O conhecimento que traz a salvação é o de que a alma humana (atmã) e o mundo espiritual 
(Brahman) são uma coisa só. O atmã é uma parte integrante não só dos seres humanos, mas 
também se encontra nas plantas e nos animais. Isso é conhecido como panteísmo (ligado ao 
animismo). 
Brahman é o princípio constitutivo do Universo, uma força que permeia tudo, uma divindade 
impessoal. Todas as almas individuais (atmã) são reflexos dessa única alma universal. 
O ser humano é libertado da transmigração ao adquirir plena compreensão da unidade entre 
atmã e Brahman.

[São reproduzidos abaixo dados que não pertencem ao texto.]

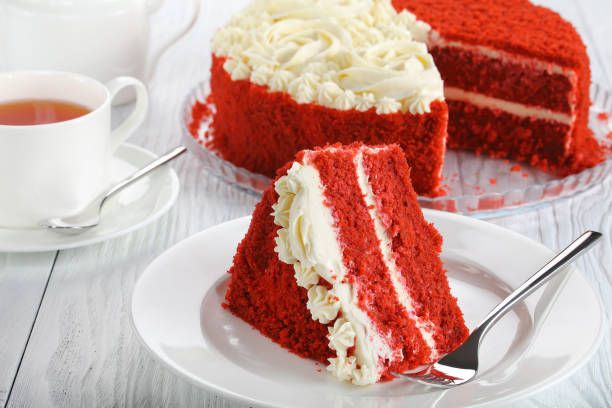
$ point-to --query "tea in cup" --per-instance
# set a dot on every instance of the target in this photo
(56, 142)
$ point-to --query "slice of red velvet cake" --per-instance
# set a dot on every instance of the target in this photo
(516, 80)
(293, 75)
(340, 266)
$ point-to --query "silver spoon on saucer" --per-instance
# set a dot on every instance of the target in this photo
(89, 217)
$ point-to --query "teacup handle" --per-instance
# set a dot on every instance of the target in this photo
(125, 129)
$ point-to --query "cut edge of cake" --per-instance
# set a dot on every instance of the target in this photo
(336, 256)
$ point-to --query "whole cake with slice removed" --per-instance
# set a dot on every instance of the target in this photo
(293, 75)
(340, 266)
(288, 75)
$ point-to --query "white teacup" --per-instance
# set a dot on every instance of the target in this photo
(56, 169)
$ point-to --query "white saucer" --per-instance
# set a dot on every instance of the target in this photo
(135, 207)
(177, 313)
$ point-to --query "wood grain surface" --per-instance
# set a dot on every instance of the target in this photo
(81, 349)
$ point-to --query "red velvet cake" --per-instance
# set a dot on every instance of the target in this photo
(339, 266)
(516, 80)
(293, 75)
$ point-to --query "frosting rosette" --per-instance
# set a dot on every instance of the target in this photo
(343, 54)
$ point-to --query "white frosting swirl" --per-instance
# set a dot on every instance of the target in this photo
(307, 240)
(364, 47)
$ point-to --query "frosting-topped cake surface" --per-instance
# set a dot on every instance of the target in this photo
(344, 54)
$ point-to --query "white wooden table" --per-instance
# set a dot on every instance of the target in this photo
(65, 336)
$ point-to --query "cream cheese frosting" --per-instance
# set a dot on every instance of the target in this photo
(307, 240)
(342, 54)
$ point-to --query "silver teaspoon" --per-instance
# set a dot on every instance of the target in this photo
(89, 217)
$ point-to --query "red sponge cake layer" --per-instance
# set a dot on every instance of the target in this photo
(264, 293)
(517, 81)
(417, 246)
(338, 253)
(262, 130)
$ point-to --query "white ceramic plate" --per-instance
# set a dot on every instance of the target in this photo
(133, 208)
(177, 313)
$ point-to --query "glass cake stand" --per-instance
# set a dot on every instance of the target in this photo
(477, 186)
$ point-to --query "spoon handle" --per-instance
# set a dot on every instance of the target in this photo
(177, 151)
(576, 248)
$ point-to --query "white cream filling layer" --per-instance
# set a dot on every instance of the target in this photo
(342, 54)
(307, 240)
(435, 40)
(426, 328)
(513, 108)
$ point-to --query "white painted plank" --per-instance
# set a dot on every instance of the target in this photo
(83, 351)
(23, 278)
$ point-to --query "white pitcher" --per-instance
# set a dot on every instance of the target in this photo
(99, 38)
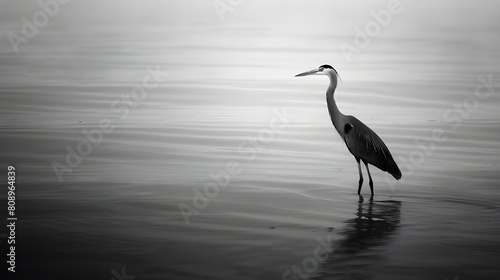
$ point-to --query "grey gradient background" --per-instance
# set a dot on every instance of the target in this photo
(222, 81)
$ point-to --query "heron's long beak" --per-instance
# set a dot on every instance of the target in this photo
(307, 73)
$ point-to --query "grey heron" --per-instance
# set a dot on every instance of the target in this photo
(363, 143)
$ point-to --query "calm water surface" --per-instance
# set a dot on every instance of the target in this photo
(295, 195)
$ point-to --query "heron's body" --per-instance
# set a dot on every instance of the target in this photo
(363, 143)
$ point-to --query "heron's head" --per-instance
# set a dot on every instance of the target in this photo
(322, 70)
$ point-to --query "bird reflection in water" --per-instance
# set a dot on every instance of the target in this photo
(360, 249)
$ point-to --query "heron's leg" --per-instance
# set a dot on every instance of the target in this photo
(360, 177)
(370, 177)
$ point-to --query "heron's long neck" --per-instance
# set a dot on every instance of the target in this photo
(334, 111)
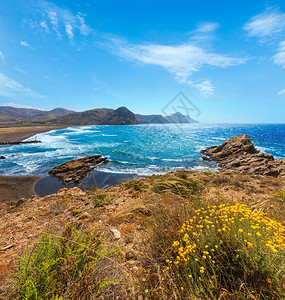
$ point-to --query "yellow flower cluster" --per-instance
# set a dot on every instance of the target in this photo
(238, 220)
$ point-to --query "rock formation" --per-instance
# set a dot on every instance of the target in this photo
(239, 155)
(76, 170)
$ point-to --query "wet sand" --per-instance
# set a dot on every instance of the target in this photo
(18, 134)
(96, 179)
(13, 189)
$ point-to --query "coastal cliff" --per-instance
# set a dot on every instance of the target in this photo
(239, 155)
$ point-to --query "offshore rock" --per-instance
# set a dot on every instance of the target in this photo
(239, 155)
(76, 170)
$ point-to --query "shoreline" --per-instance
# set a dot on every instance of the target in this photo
(18, 134)
(13, 188)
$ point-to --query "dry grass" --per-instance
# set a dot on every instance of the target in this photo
(148, 218)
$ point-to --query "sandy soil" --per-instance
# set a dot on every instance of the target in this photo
(17, 134)
(15, 188)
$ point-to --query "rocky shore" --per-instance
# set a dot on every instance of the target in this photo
(18, 143)
(239, 155)
(76, 170)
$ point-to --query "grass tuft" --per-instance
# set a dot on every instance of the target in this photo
(178, 186)
(61, 267)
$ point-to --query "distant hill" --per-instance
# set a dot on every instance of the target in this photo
(12, 114)
(98, 116)
(88, 117)
(159, 119)
(120, 116)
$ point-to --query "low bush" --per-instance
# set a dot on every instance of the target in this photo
(61, 267)
(229, 251)
(137, 185)
(101, 199)
(178, 186)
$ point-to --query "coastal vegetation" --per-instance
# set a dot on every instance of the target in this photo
(183, 235)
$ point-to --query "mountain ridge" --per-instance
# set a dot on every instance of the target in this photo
(97, 116)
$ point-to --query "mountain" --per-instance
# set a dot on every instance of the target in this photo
(159, 119)
(180, 118)
(152, 119)
(120, 116)
(12, 114)
(88, 117)
(99, 116)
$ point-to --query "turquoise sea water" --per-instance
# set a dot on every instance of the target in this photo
(140, 149)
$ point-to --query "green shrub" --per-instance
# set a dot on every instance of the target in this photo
(279, 196)
(179, 186)
(137, 185)
(101, 199)
(228, 251)
(60, 267)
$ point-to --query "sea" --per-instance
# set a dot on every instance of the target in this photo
(139, 150)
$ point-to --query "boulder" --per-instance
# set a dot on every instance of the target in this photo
(76, 170)
(239, 155)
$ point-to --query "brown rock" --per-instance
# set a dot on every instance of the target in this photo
(76, 170)
(239, 155)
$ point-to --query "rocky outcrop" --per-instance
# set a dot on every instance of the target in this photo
(18, 143)
(76, 170)
(239, 155)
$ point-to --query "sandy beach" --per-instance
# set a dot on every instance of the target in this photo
(15, 188)
(17, 134)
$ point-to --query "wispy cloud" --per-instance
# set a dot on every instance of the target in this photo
(50, 18)
(2, 57)
(266, 25)
(9, 87)
(206, 27)
(282, 92)
(269, 27)
(25, 44)
(279, 58)
(180, 60)
(16, 105)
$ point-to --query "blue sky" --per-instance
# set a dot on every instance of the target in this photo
(227, 57)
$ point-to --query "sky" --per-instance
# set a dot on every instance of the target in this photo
(226, 57)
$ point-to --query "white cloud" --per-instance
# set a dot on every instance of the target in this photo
(266, 25)
(69, 30)
(180, 60)
(44, 26)
(50, 18)
(205, 87)
(25, 44)
(9, 87)
(279, 58)
(2, 57)
(207, 27)
(16, 105)
(281, 92)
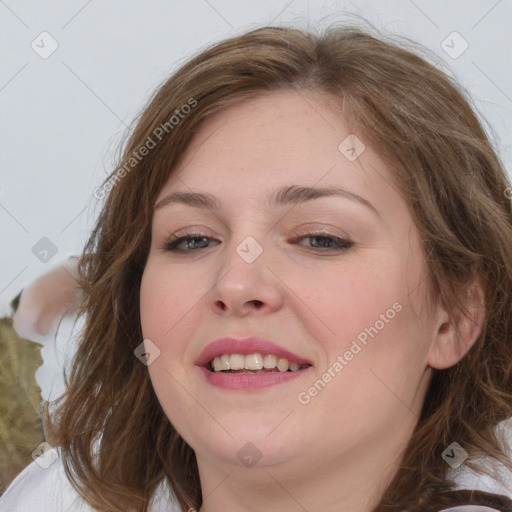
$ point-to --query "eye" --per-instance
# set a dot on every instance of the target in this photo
(187, 242)
(324, 242)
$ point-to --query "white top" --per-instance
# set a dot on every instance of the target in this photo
(44, 487)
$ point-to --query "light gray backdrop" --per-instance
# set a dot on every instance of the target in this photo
(74, 73)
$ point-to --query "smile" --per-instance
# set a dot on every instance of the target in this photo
(253, 363)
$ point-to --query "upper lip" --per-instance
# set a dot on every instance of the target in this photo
(245, 347)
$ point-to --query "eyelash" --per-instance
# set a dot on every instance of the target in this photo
(171, 245)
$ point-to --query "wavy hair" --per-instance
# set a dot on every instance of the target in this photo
(117, 444)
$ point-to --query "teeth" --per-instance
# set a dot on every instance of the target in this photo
(252, 362)
(282, 365)
(237, 362)
(270, 361)
(224, 359)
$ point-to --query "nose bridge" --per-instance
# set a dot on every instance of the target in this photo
(242, 282)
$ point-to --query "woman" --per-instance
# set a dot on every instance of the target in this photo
(296, 293)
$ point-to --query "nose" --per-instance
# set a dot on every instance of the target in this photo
(244, 284)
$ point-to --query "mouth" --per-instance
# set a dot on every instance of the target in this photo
(257, 363)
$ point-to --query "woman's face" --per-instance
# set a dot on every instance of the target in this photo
(335, 281)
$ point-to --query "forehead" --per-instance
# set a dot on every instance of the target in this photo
(276, 139)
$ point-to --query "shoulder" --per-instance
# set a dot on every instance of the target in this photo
(501, 481)
(43, 486)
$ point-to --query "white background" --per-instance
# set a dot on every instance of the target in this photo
(62, 117)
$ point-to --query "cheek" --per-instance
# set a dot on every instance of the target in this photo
(167, 297)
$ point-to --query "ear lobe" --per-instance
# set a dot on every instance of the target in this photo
(458, 330)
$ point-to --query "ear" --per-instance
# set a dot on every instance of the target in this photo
(457, 330)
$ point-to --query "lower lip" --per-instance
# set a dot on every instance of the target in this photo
(249, 381)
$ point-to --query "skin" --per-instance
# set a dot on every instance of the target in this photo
(340, 450)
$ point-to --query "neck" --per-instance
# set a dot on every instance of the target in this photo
(353, 482)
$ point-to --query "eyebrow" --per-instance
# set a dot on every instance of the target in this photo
(293, 194)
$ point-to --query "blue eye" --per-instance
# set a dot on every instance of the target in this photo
(192, 241)
(319, 242)
(325, 242)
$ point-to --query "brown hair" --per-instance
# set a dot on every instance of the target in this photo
(117, 443)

O objetivo é dissolver-se no Brahman, assim como uma gota de chuva se 
dissolve no mar. O ser humano tem uma centelha do Transcendente em seu interior. Mesmo que 
ele desapareça enquanto ser humano, sua origem divina permanece e vai unir-se novamente 
com o espírito universal. 
A via da devoção 
Uma terceira rota para a salvação é a via da devoção. Essa proposta começou a se difundir no 
Sul da Índia por volta de 600 a. C. e logo se espalhou por toda a região da Índia. Já no século III 
a.C. esse caminho para a libertação encontrara sua expressão no Bhagavad Gita, um poema 
catequético. Essa terceira tendência do hinduísmo é a que predomina na Índia moderna, e o 
livro Bhagavad Gita é o livro sagrado que ocupa o lugar supremo na consciência do indiano 
médio. 
Cumprir os rituais. Buscar o conhecimento. Contemplar. A religião na Índia oferece a 
possibilidade de vários caminhos para a libertação e essa multiplicidade é mais uma 
característica do hinduísmo. 
Mundo 
É plural 
O mundo não é uno, mas plural. Há diversos mundos interconectados pela mesma razão. É como 
se fossem infinitas galáxias, cada uma com o seu ponto de referência, como a Terra. O 
hinduísmo entende que entre esse ponto de referência e o restante da galáxia há diversos outros 
mundos mais sutis, acima, e mais grosseiros, abaixo. Os mundos sutis e grosseiros são os espaços 
ocupados pelas almas e que por eles transitam, conforme os méritos adquiridos ou não. 
É meio 
O mundo e suas galáxias têm uma razão. É o espaço onde as almas individuais cumprem a 
inexorável lei do carma até sua libertação. Inerente ao conceito de carma, toda decisão do ser 
humano terá determinadas consequências. Não há fatalismos no Universo. 
É moderado 
O mundo e suas galáxias é o espaço onde bem e mal, prazer e dor, conhecimento e ignorância 
se entrelaçam em proporções quase iguais. Não faz parte dos propósitos do Universo ser um 
paraíso, mas o espaço onde o espírito do ser humano pode viabilizar seu aprendizado de 
integração ao Transcendente. 
É maya 
O mundo e suas galáxias é maya. A palavra maya possui a mesma raiz que mágica. Na mágica, o 
que vemos nem sempre é o que pensamos ver. Assim é o Universo.